Step therapy is a program that requires patients to try a lower cost prescription drug that treats a given condition before “stepping up” to a similar-acting, but more expensive drug. Other names for step therapy are “step protocol” and “fail first requirements.”
Step therapy is a very common cost-control strategy. Step therapy generally saves money for both the patient and the health plan.
The clinical basis for step therapy is that some conditions can be treated with different but therapeutically equivalent medications and there is not a good way to predict if a particular medication will be more or less effective for any one individual.
In those cases, it is more cost-effective to start with a “step 1” drug – a generic drug or lower cost brand-name drug – before trying a more expensive drug. Step 1 drugs are on a lower tier of a formulary, so the consumer pays a lower copay. For the health plan, the base price (or ingredient cost) is typically lower for a low-tier vs. high-tier drug.
Step therapy can be disruptive when a consumer moves from one insurer to another. A consumer might have tried one or more step 1 therapies under one health plan only to move to another health plan that requires the consumer to start over – or has different classifications of step 1 and step 2 medications.

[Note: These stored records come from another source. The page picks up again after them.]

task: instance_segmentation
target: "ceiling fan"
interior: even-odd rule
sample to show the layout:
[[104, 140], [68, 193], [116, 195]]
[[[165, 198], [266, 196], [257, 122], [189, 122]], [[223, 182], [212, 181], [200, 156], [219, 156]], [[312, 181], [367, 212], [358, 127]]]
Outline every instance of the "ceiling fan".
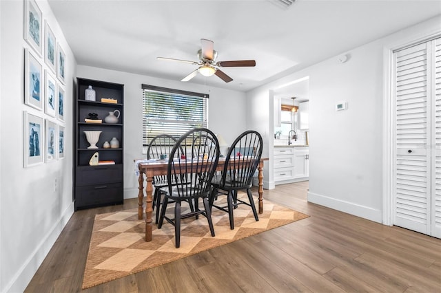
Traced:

In these cases, your doctor may need to work with your new insurance plan to get a prior authorization (also called a step therapy exception or coverage determination) to continue coverage for the drug therapy that has been working well for you.
If your new prescription requires step therapy, the pharmacy looks back at your drug history to see if you’ve tried the step 1 therapy within a given time period. If you have, the pharmacy fills the prescription as usual. If you haven’t previously tried a step 1 therapy, the pharmacist will work with your doctor to get a different prescription or work with your doctor and insurance company to request coverage for the originally prescribed drug.